Students should seek a college that fits best for their occupational aspirations and not simply for which name sounds the most impressive. For example, if an individual wants to pursue the career of an engineer, Yale may not be the best option as it not the top school for that field. Yet many individuals will apply to Yale regardless, thinking that because it is an Ivy League, it is prestigious in every major. This is simply not the case. For example, Harvey Mudd graduates make more than Ivy League graduates in their careers. According to USA Today: “At Harvey Mudd, a private liberal arts college in Claremont, California the median starting salary for recent grads is $73,300…” According to the Washington Post, “The median annual earnings for an Ivy League graduate 10 years after starting amount to well over $70,000 a year.” Harvey Mudd is a very prestigious school, but individuals believe Ivy League names are more important. This idea drifts away from the purpose of college—to get knowledge on a specific field for the future. In order to get the most out of a college experience, putting an individual’s major first before the school name will help find a successful match. This is due to the fact that each school offers different opportunities and connections for the students attending. The name of the school does not guarantee any opportunities to the students that choose to attend, which shows the importance of choosing a school based on your major.
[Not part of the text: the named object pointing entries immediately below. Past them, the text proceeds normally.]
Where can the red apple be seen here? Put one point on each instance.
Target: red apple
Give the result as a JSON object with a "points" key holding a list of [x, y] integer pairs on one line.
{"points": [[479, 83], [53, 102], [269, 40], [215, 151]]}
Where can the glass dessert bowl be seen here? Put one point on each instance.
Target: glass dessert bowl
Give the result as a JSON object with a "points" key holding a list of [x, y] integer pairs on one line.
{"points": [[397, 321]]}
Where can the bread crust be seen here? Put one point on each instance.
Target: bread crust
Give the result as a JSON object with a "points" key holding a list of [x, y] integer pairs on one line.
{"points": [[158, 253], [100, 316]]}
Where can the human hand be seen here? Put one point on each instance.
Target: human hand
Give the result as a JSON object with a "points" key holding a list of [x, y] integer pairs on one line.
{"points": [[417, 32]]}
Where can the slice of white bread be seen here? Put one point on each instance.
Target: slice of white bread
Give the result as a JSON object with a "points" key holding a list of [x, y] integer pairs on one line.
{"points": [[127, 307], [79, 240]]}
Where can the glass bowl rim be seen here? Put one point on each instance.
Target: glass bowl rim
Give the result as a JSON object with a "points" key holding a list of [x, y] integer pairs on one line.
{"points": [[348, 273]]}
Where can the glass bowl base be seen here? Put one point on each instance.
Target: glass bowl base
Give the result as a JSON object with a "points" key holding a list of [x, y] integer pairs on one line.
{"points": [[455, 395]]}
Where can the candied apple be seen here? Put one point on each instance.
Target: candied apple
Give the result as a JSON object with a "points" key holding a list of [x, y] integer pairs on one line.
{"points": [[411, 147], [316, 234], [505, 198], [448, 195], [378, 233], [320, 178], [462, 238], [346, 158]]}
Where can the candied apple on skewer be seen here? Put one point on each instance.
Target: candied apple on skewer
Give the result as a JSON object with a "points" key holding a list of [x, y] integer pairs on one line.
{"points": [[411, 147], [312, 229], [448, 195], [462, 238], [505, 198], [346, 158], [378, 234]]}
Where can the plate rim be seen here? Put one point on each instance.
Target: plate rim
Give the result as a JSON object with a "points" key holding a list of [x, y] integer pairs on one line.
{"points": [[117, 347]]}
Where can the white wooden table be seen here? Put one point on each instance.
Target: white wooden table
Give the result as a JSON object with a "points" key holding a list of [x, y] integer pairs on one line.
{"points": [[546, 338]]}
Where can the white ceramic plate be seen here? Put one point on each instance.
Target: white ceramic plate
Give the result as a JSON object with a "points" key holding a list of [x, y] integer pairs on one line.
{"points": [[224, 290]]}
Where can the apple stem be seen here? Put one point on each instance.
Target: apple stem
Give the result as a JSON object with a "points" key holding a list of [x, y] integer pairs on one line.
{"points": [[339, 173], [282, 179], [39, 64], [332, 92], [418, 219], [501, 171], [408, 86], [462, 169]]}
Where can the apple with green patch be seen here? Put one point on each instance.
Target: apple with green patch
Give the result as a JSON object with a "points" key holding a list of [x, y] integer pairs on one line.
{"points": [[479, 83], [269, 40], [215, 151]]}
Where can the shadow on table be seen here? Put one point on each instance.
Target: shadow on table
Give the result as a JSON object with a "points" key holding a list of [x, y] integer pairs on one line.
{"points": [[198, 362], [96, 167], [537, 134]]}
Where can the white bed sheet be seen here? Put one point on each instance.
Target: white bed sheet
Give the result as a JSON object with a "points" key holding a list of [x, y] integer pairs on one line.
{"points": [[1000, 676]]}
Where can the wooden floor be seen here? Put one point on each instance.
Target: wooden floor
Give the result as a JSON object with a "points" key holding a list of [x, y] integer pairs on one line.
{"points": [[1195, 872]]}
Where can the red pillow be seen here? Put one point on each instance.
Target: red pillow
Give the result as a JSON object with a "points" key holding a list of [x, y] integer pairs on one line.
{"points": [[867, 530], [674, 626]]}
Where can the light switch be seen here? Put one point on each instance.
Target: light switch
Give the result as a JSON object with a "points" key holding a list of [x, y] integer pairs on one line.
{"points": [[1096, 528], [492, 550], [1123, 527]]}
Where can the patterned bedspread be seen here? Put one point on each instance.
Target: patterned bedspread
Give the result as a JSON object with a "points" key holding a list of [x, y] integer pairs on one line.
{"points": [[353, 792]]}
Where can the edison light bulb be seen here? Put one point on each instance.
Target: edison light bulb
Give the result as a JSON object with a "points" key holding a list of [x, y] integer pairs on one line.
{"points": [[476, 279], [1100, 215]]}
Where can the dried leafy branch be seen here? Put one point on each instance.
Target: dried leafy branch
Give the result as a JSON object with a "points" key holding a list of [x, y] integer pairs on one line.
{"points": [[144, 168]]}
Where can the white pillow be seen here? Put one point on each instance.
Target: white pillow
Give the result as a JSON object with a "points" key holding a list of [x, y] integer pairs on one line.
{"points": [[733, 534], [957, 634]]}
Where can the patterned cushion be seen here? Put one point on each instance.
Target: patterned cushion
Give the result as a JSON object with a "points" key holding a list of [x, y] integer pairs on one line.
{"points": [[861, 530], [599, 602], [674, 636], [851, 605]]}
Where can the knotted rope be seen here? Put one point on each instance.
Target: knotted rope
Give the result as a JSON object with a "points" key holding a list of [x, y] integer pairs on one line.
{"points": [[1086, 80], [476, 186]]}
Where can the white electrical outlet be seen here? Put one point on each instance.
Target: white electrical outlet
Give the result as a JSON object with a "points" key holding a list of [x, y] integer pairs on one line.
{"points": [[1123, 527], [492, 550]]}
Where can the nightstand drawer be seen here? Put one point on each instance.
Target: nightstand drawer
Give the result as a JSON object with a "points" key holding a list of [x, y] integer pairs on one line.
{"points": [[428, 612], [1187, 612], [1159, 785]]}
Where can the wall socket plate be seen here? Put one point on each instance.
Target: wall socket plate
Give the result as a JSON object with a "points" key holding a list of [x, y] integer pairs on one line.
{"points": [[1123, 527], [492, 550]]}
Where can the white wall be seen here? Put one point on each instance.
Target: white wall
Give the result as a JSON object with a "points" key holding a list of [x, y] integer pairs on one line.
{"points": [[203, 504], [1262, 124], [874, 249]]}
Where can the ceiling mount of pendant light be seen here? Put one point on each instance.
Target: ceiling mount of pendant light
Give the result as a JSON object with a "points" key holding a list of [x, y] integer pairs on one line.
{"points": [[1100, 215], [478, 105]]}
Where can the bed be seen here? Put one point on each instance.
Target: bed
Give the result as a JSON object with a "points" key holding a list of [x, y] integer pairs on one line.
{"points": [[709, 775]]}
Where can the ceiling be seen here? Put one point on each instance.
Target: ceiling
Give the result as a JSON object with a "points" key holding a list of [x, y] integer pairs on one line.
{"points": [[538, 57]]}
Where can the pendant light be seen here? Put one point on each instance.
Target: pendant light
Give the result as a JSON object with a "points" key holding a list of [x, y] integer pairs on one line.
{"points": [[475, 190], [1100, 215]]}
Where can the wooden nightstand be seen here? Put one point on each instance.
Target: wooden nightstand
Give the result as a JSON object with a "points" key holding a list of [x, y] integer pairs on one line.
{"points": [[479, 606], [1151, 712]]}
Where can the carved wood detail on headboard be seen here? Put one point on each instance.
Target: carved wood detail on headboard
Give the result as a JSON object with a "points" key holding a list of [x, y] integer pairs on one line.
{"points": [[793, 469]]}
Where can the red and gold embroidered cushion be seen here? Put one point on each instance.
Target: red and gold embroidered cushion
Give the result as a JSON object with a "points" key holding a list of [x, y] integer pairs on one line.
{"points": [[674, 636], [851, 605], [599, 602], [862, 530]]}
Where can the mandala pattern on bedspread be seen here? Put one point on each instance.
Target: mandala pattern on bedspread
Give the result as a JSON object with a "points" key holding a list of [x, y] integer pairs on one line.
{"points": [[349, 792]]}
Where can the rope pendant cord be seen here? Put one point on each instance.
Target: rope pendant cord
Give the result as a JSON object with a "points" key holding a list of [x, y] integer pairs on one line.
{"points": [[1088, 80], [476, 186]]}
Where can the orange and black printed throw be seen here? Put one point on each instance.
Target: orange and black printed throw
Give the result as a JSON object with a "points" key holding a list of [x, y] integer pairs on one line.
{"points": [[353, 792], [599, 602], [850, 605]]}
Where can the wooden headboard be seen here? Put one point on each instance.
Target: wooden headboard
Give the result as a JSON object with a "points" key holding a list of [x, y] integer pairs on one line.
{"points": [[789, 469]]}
Although prestigious schools may seem like an amazing option, opportunities and financial struggles are more important than the name of any school. College is supposed to prepare individuals for their career path, so do not pick a college because of the name and reputation. Since January is approaching, the names of the schools stay the same, however, doors will continue to open with new opportunities for every individual no matter how prestigious the college is that was previously attended.